Physically, an antenna is an assemblage of conductors. A receiving antenna is like an
electric analog of the eye capable of “Radio Vision”. For antenna, it is important to maintain
a high standard of efficiency. In radio communication, we deal with electromagnetic waves
travelling through the earth’s atmosphere. Some knowledge of wave characteristics and
how the radio waves are influenced by propagation conditions are worthwhile. Such
knowledge is an asset to successful DXing on HF / VHF. (It is important to know the time
when conditions are good, and an antenna having top performance). In the last issue, it
was explained about the vertical antennas. Ref. “Angle of Radiation and You” by
N.S.Harisankar, VU3NSH. http://www.hamradioindia.org/circuits/radiation_pattern.php
An antenna will always have some “Ohmic Resistance”, which is the first element.

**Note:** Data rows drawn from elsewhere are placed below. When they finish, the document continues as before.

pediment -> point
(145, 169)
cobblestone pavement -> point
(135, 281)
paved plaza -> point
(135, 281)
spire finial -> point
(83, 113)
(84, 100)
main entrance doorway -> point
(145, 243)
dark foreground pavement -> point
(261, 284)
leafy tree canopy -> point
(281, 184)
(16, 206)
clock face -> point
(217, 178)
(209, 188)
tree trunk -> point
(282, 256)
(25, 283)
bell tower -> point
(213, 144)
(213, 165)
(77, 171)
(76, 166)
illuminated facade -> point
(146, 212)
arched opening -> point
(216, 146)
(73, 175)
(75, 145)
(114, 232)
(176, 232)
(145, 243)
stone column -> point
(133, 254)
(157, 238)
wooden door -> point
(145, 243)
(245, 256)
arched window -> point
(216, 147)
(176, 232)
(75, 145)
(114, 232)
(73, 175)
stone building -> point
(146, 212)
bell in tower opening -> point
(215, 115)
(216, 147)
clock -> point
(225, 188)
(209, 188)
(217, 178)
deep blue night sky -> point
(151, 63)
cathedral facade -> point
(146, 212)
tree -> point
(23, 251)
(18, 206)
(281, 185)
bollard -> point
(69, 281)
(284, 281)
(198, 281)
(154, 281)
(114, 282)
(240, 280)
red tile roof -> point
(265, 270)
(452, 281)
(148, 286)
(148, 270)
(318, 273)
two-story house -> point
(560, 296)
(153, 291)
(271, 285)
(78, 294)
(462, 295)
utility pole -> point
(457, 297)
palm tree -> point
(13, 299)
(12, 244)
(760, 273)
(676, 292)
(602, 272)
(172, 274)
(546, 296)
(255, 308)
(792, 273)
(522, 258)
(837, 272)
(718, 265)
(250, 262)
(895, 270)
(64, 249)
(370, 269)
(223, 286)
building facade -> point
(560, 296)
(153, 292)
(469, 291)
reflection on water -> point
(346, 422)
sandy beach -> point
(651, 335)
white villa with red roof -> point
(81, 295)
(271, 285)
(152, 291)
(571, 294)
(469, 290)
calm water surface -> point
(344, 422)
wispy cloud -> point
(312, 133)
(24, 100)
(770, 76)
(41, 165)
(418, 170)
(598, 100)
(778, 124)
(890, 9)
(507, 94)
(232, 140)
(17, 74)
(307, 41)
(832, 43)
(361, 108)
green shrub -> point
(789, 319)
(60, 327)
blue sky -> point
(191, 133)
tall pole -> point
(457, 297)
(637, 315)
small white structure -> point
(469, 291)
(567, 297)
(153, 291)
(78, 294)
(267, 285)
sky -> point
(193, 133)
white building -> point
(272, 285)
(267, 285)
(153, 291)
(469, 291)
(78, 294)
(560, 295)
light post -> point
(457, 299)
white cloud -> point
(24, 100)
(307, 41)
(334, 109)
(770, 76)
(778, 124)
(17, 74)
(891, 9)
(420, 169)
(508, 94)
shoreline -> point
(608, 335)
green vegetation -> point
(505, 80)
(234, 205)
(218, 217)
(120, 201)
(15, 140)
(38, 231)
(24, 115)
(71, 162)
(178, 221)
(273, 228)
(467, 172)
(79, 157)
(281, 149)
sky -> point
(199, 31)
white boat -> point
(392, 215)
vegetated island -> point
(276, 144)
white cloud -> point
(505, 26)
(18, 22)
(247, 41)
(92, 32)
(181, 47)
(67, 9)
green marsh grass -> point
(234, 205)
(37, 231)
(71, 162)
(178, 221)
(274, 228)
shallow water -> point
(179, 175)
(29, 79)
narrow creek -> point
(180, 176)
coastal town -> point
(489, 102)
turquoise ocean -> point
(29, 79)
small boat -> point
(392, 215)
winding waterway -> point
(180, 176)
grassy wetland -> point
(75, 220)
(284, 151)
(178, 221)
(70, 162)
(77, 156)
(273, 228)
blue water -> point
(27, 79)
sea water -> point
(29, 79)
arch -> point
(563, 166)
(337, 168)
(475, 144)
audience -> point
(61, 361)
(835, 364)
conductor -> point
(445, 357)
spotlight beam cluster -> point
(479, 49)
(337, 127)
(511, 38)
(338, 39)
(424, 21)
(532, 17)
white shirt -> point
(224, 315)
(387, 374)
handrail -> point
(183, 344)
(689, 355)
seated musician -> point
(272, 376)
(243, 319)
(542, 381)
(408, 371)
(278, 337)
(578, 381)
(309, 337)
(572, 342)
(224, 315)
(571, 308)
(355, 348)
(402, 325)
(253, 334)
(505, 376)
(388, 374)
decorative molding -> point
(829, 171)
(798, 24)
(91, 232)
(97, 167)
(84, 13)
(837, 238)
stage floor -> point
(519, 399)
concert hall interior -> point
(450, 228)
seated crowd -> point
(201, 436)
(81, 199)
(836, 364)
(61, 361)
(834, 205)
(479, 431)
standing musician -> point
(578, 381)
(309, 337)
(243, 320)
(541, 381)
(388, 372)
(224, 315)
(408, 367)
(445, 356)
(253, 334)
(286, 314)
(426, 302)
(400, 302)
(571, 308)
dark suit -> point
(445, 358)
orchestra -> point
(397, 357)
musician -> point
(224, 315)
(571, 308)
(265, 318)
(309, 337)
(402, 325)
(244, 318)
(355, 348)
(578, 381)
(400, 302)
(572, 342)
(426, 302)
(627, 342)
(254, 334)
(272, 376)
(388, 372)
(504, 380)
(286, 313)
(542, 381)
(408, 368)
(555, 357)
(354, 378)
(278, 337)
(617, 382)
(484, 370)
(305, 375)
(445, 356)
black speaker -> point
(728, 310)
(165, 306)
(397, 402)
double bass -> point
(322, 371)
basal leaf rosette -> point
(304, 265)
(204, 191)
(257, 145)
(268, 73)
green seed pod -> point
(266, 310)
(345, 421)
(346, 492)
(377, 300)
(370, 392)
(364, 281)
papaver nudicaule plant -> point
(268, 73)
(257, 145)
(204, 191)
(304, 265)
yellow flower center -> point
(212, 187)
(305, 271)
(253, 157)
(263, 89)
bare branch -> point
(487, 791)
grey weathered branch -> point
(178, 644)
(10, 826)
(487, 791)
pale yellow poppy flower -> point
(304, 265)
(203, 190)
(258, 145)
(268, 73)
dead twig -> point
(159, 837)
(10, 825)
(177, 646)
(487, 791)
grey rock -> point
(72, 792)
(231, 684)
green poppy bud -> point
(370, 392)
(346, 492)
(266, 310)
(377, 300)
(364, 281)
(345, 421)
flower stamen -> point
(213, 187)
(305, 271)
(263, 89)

In ohmic resistance, power is dissipated as heat and is lost, like in a resistor. The radiation
resistance is the second element, which determines what portion of TX Power is coupled
to space and radiated. The third element is called “reactance”, in which there are two
types (a) capacitive [notation (-J)] , (b) inductive [notation (+J)] (See Figure A). A perfect
antenna is a 50 ohms resistive load to the transmitter, which gives an excellent
performance. Radiation resistance is defined as the ratio of power radiated by the antenna
to the square of the current at the feed point. Radiation resistance is that value of resistance,
if replaced, the radiation mechanism of antenna would dissipate exactly the same amount
of power that the antenna radiated. In Fig. A-1, typical radiation patterns for a 2-element
beam are shown, and its horizontal field over 3600 and its vertical angle of radiation. It is
necessary to be able to physically rotate antennas in order to get maximum power in a
required direction. In many amateur systems the requirement is for a highly directive pattern
to achieve increased “gain and interference reduction”. However, for such systems like
repeaters and mobile communication, it is often necessary to radiate energy in an omni
directional pattern, in order to provide a broadcast type of coverage.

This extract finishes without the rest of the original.